Saturday, 27 October 2012

Opposites attract

Opposites attract
27 October 2012

You know how you sometimes see couples and they’re just so perfectly matched – temperaments, tastes, and all things in between.  And other times you see couples that seem so ill-suited.  But despite apparent looks, they’ve got a magical combo.  Who know what makes a couple tick.  I’m suspecting it’s hard work, tolerance, understanding and love.

Grant and I are polar opposites.  His childhood was conventional.  Straight down the line and pretty conservative.  Whereas mine was rather bohemian by comparison.  His family is small and rather quiet, whereas mine can’t be accused of either those qualities.  My family is artistic and creative, and classically educated in contrast to his that is sporty, business minded and perhaps more practical.  His family is more nuclear and plays things close to their chests.  Mine is like a wide open book, everything open for everyone to see.  We don’t do secrets, resentments, mistrust.  And my Ouma Helene is fond of saying “we are not clandestine people”.  Things are discussed, mulled about and everyone has opinions.  We’re involved in each other’s lives and see each other often – rejoicing in closeness and an exceptional bond.

And when it comes to raising a family of your own, it is quite a challenge to find a happy medium between “my way” and “your way”.  The best one can hope for is a melding of sorts.  Perhaps the best of both bits can come to the fore.  Compromise is key.
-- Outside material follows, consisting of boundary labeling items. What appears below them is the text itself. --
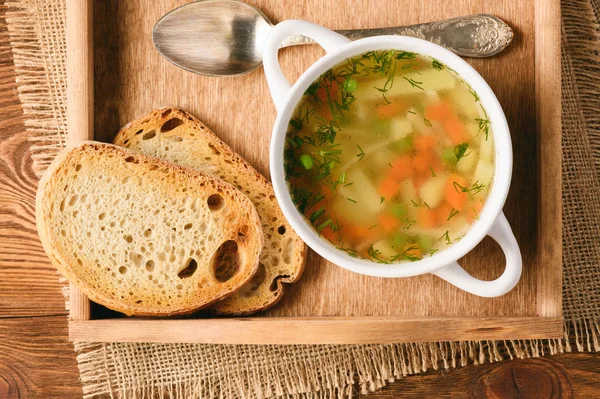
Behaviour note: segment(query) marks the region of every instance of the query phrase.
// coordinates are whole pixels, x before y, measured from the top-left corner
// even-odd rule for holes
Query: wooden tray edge
[[[560,317],[563,314],[560,1],[536,0],[534,8],[538,182],[540,192],[544,193],[538,199],[537,245],[540,263],[553,266],[537,275],[537,314]]]
[[[562,337],[562,317],[131,318],[69,322],[69,340],[93,342],[391,344]]]

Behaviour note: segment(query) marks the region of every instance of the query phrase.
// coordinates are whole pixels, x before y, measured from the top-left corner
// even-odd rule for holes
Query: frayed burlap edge
[[[596,6],[600,11],[600,2]],[[600,26],[588,0],[563,1],[561,7],[578,106],[593,149],[596,176],[600,177]]]
[[[597,325],[595,328],[598,330]],[[267,398],[317,394],[342,398],[350,397],[354,386],[368,393],[427,370],[571,351],[566,336],[562,340],[360,346],[125,343],[75,346],[85,398],[107,393],[123,398]],[[207,359],[213,355],[220,359],[217,368],[209,368],[214,367],[212,364],[194,364],[194,358]],[[165,356],[170,359],[165,360]],[[142,358],[145,362],[140,361]],[[192,363],[187,364],[188,361]],[[171,374],[174,370],[177,375]],[[132,373],[135,378],[128,378]]]
[[[19,0],[7,6],[19,97],[34,170],[41,174],[66,141],[64,2]],[[563,2],[563,22],[569,28],[563,62],[577,75],[572,82],[576,93],[569,95],[578,99],[598,166],[597,21],[587,1],[571,0]],[[565,293],[572,288],[566,284]],[[353,385],[362,392],[373,391],[427,370],[572,350],[600,351],[596,310],[582,314],[565,307],[565,336],[559,340],[362,346],[76,343],[75,349],[86,398],[349,397]]]
[[[8,1],[6,14],[19,99],[39,176],[66,145],[64,1]]]

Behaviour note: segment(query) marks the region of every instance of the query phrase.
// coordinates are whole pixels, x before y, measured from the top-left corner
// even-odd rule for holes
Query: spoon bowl
[[[158,52],[178,67],[209,76],[234,76],[262,64],[262,43],[272,26],[249,4],[203,0],[163,16],[152,39]]]
[[[235,76],[262,64],[263,43],[273,24],[257,8],[238,0],[200,0],[164,15],[152,38],[173,64],[201,75]],[[512,29],[497,17],[468,15],[411,26],[337,31],[351,39],[402,35],[429,40],[466,57],[489,57],[510,44]],[[285,38],[280,47],[309,44],[306,36]]]

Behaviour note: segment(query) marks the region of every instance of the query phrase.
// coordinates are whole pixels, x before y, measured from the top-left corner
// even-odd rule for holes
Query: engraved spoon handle
[[[513,31],[504,21],[493,15],[475,14],[424,24],[393,28],[337,30],[351,40],[370,36],[401,35],[417,37],[439,44],[463,57],[490,57],[498,54],[513,39]],[[311,44],[304,36],[289,37],[281,47]]]

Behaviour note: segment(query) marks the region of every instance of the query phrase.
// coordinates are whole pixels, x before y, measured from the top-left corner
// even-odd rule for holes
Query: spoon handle
[[[393,28],[337,30],[351,40],[370,36],[411,36],[441,45],[463,57],[490,57],[510,44],[513,31],[504,21],[493,15],[475,14],[424,24]],[[281,47],[314,43],[304,36],[290,37]]]

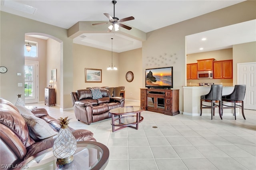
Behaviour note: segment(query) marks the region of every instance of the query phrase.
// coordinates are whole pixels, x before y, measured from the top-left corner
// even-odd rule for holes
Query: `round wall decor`
[[[0,67],[0,73],[5,73],[7,72],[7,68],[4,66]]]
[[[126,73],[125,76],[125,78],[126,81],[128,82],[131,82],[133,80],[134,75],[133,73],[131,71],[129,71]]]

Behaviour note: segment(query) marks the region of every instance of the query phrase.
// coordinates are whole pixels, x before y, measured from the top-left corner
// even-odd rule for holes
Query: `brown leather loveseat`
[[[102,97],[93,99],[94,90],[100,91]],[[110,110],[124,106],[124,98],[111,97],[109,91],[105,89],[78,90],[71,94],[76,117],[88,125],[110,118]]]
[[[24,159],[52,147],[57,132],[60,129],[58,121],[49,116],[45,109],[36,109],[31,111],[28,109],[30,113],[22,113],[19,107],[24,107],[22,109],[26,111],[24,107],[16,107],[0,98],[1,170],[17,168]],[[35,120],[40,121],[35,122]],[[46,132],[45,129],[47,128],[48,131]],[[89,130],[70,129],[77,141],[96,141],[93,137],[93,133]],[[37,133],[35,130],[38,129]],[[42,139],[46,135],[52,136]]]

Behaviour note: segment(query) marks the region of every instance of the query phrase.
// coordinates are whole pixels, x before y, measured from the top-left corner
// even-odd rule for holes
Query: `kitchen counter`
[[[200,115],[200,99],[201,96],[206,95],[209,93],[211,89],[210,86],[183,86],[183,114],[190,116]],[[223,86],[222,88],[222,95],[231,93],[234,90],[234,86]],[[205,104],[209,105],[208,102]],[[231,103],[226,103],[225,104],[232,104]],[[239,110],[237,108],[236,113],[239,114]],[[226,109],[223,111],[223,116],[233,115],[233,109]],[[211,109],[204,109],[202,110],[202,115],[208,115],[210,117]],[[215,109],[215,115],[219,115],[218,109]],[[220,119],[220,117],[215,119]]]
[[[204,85],[204,86],[202,86],[202,85],[187,85],[187,86],[182,86],[182,87],[210,87],[211,86],[208,86],[208,85]],[[233,87],[233,88],[234,87],[234,86],[229,86],[229,85],[222,85],[223,87]]]

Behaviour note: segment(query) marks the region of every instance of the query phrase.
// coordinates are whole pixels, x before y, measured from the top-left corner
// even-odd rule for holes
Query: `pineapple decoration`
[[[64,165],[72,162],[76,149],[76,140],[68,128],[68,117],[58,119],[61,128],[53,144],[53,154],[57,158],[57,164]]]
[[[24,102],[24,101],[22,100],[22,98],[21,98],[21,94],[18,94],[17,95],[18,96],[18,99],[17,99],[15,105],[25,106],[25,102]]]

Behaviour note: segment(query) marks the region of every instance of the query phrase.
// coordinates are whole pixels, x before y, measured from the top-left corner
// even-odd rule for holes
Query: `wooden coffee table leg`
[[[115,131],[115,117],[114,115],[112,115],[112,131]]]
[[[137,124],[136,124],[136,129],[138,130],[139,129],[139,122],[140,121],[140,113],[137,114]]]

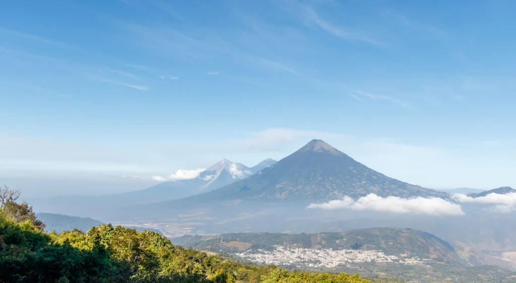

Grant and I often laugh about how different we are.  At school he was the cool jock.  It was all athletics this and sporty that.  Victor Ludorums, regional and provincial colours, records, medals and certificates.  And lots and lots and lots of girls.  I think he was a bit of a player.  Now, as for me.  I was the nerd.  All Library prefect, choir, drama club, piano and the lot.  I even had the required spectacles to complete the dork look.  I was pathetic at sports and played in the 7th team for Netball.  This great achievement only because there wasn’t an 8th team.

His family is very religious and devout Christians.  In general, with the exception of a few, my family falls short of that mark.  I remember being in Grade 6 at Beaumont, in the Afrikaans class.  And succumbing to peer pressure, feeling the need to go to church.  The one every other Afrikaans kid went to – the Dutch Reformed Church just around the corner from our house.  I asked my folks if I could go and remember them saying “it’s not really our bag, but you’re welcome to go, we hope you enjoy it”.  I went on my own for quite a while, until the Sondagskool became to feel a bit too much like hard work.  It was all remembering verses and lots of homework too.  There were lots of rules and regulations, fire and brimstone too.  I had to dress up quite smart and didn’t have the right clothes.  I always felt a bit uncomfortable and out of place.  Like I was acting in a play, without the correct script.  And in the end I fell by the way side.

But enough of religion and back to opposites again we go.  I feel like for the most part we’ve adopted my way of doing things.  Perhaps this is a mother’s prerogative when it comes to her children, especially as mothers more often spend more time with their kids.  The way I’m accustomed to, and was raised in, is my frame of reference.  Grant takes a lot of guidance from me with regards to the children’s emotional needs.  Perhaps an area that is more my forte.  And though I’m quite strict, in a fun way, I suppose (if that’s possible), Grant is more of a disciplinarian.  I’m playful and a confidant and the one the kids come to to discuss stuff.  I’m very hands on and involved.  Yet, I know without a shadow of doubt that I can’t do it on my own.  I can’t be a single parent and would hate it.  Grant is my sounding board and we discuss everything.  Neither is autonomous – we reach joint decisions with regards to our kids.  With Grant away the last few days, I’ve had to be good cop and bad cop with the kids.  Not fun for me.  Or them, I suppose.

We’ve created some unique ways of our own – my Grantie and I.  Parenting skills we’ve picked up along the way, not copied from his family or mine.  But rather gained en route.  And I suspect we’ll continue adding to our repertoire as our kids get older and we are parents for longer.  We complement each other and form a winning team.  Cole always says “Daddy is rough” and “Mommy is smooth”.  Quite observant for a little boy.  I’m hoping that the joint outcome of team Grant-Helene is perfect, just for us and our kids.  And we’ll expel wonderful young children into the world.

Brace yourself big world.  We’ll unleash them to you soon…..


  1. I enjoyed this, thank you. You are so blessed to be a Lombard-Loubser offspring!

  2. I think you make a great team - your children are delightful.
    Very very proud of them, and both of you!

  3. Stunning Foef!! You are an amazing exceptional family. Your kids are incredibly lucky and are who they are thanks to the winning team! Hip hip..hooraaaaaaay!!